Recently, there have been a good number of cases where the patent system is accomplishing something quite unlike this ideal. ‘Patent trolls‘ acquire patents of a broad and obvious kind, then wait for another company to release a successful product that arguably infringes on them. More often than not, the objective is simply to receive some kind of payment in return for ending the legal hassle. Of course, this interferes with the processes of innovation, as well as undermining the general credibility of the patent system.
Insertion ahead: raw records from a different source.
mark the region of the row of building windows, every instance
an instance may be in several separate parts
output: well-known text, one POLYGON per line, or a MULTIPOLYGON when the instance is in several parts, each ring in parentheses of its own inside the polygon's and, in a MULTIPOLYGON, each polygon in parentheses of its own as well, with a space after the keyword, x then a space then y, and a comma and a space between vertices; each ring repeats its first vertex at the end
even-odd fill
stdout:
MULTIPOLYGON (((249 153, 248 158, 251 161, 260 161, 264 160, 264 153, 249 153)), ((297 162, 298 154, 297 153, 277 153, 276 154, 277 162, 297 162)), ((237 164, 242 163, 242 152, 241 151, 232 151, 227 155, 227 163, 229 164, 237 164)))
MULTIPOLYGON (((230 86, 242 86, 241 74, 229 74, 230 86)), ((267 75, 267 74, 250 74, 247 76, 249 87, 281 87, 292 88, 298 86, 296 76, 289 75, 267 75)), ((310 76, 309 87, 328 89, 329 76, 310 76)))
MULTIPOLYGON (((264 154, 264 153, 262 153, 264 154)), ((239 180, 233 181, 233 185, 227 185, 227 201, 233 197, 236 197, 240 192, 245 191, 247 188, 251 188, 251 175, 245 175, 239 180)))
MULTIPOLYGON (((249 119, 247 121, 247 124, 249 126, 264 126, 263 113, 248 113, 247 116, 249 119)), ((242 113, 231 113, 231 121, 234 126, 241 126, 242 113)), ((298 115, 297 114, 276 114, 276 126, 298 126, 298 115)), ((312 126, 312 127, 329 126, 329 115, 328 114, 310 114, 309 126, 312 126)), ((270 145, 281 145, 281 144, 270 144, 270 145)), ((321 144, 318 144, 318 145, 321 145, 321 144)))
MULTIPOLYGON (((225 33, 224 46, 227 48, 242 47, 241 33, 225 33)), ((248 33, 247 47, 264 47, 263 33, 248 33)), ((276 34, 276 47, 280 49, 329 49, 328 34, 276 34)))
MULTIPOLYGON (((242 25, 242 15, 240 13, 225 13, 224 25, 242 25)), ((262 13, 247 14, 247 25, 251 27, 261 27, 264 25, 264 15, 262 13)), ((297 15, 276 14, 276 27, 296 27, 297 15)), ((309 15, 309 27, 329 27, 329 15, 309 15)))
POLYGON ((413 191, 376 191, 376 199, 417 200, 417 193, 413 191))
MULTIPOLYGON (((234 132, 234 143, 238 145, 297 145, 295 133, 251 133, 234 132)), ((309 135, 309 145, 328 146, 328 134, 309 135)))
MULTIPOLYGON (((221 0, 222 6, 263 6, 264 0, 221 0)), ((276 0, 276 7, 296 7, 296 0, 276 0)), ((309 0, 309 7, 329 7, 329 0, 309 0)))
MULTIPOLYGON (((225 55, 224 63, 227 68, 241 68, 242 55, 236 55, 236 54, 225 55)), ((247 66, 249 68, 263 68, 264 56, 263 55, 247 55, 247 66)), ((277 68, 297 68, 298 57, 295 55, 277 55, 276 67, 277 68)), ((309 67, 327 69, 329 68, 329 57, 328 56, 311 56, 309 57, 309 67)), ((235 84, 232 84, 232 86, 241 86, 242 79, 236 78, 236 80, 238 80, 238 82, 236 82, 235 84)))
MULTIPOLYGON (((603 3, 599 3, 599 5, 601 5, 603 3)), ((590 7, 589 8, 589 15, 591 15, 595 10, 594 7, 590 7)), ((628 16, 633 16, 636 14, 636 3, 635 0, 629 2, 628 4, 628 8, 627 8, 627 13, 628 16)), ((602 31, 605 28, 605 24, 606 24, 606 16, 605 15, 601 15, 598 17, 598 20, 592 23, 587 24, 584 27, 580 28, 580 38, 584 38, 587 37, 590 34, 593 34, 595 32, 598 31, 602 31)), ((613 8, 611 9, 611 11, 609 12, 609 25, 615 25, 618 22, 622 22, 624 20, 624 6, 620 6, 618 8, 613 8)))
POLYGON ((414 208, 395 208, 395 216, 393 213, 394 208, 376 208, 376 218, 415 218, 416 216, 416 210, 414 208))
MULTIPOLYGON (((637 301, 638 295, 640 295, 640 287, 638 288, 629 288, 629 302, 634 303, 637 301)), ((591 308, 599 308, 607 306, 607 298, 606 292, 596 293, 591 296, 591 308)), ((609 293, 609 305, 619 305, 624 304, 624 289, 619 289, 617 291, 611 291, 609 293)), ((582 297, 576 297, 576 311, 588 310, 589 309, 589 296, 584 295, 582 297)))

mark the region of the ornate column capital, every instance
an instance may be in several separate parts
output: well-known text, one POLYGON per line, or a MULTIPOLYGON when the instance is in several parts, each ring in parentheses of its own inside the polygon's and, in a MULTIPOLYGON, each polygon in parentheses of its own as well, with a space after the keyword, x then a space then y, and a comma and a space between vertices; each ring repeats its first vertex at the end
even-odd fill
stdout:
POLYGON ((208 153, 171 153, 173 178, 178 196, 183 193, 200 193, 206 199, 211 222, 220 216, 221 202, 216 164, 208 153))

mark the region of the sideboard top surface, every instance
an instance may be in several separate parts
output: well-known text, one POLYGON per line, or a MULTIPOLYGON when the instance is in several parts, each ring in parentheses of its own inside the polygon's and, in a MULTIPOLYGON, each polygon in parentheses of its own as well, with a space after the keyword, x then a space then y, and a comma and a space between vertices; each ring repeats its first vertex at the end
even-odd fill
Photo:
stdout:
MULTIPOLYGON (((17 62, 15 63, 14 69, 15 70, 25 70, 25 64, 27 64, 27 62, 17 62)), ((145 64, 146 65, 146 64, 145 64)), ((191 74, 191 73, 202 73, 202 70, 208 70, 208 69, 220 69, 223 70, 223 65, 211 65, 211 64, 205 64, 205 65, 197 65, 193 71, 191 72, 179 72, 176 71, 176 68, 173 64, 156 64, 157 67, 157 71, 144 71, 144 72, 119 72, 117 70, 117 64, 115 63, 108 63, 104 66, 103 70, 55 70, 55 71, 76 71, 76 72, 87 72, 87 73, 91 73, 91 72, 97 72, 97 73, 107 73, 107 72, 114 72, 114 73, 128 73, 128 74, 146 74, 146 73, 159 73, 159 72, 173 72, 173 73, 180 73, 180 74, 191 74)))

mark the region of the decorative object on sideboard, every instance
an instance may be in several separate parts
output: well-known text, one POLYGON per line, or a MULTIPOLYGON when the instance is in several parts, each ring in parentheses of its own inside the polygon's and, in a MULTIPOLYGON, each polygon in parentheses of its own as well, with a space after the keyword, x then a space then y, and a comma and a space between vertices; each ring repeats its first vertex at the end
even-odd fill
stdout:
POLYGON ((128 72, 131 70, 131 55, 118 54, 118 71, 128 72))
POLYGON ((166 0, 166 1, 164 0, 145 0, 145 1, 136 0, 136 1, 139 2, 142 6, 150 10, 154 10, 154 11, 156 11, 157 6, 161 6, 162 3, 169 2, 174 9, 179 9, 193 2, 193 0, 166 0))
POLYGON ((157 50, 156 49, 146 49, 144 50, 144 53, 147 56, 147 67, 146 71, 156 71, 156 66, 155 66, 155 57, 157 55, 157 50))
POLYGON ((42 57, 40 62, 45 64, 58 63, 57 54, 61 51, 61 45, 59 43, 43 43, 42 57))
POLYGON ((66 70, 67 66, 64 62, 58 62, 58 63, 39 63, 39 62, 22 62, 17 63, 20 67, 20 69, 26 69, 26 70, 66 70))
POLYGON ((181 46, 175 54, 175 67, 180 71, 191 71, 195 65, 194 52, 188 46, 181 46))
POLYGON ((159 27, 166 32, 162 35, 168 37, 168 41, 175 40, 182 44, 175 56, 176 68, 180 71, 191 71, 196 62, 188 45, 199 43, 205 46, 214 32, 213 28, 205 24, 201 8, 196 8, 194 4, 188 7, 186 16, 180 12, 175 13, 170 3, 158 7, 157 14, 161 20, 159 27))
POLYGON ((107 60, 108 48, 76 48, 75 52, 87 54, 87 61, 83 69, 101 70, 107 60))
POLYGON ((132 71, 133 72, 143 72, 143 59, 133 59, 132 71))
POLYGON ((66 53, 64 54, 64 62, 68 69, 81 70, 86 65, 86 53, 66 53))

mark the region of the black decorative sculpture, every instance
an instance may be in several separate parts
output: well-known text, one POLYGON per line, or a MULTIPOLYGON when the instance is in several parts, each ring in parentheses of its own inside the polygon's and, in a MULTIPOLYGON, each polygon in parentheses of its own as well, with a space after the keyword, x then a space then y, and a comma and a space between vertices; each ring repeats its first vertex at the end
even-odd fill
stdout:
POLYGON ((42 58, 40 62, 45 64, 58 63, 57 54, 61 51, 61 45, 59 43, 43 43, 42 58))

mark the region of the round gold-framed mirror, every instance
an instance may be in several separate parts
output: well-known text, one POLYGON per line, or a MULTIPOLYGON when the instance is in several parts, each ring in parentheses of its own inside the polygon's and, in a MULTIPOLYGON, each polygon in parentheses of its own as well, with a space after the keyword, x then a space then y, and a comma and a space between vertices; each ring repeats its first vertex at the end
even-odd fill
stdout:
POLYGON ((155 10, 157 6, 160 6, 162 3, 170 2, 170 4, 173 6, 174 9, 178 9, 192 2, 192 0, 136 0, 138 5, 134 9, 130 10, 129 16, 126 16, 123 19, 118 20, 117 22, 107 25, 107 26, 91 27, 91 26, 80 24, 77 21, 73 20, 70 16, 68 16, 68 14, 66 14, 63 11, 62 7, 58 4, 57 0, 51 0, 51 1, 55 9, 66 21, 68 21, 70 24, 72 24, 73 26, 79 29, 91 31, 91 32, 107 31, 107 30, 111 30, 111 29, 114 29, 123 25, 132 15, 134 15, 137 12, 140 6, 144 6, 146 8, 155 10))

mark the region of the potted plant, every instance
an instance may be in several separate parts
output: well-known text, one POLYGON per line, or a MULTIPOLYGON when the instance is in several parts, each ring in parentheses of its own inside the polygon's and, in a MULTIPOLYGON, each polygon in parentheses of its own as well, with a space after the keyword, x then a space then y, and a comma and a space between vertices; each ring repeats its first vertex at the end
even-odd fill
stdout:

RIM and Vonage have both recently been targeted by such suits.

It seems sensible that patent offices should be more aggressive in their interpretations of what it means for an invention to be ‘novel’ and ‘non-obvious.’ As such, they would reduce the occurrences in which someone is unfairly granted rights over an idea that many other people have likely come up with, but not bothered to go through the process of trying to patent. It would also reduce the danger of patent trolling, particularly if the courts recognize that such behaviour can be predatory, and that the patent system ultimately exists to serve the public good.

PS. Slashdot has commented on the Supreme Court ruling. Most of these entries are also relevant.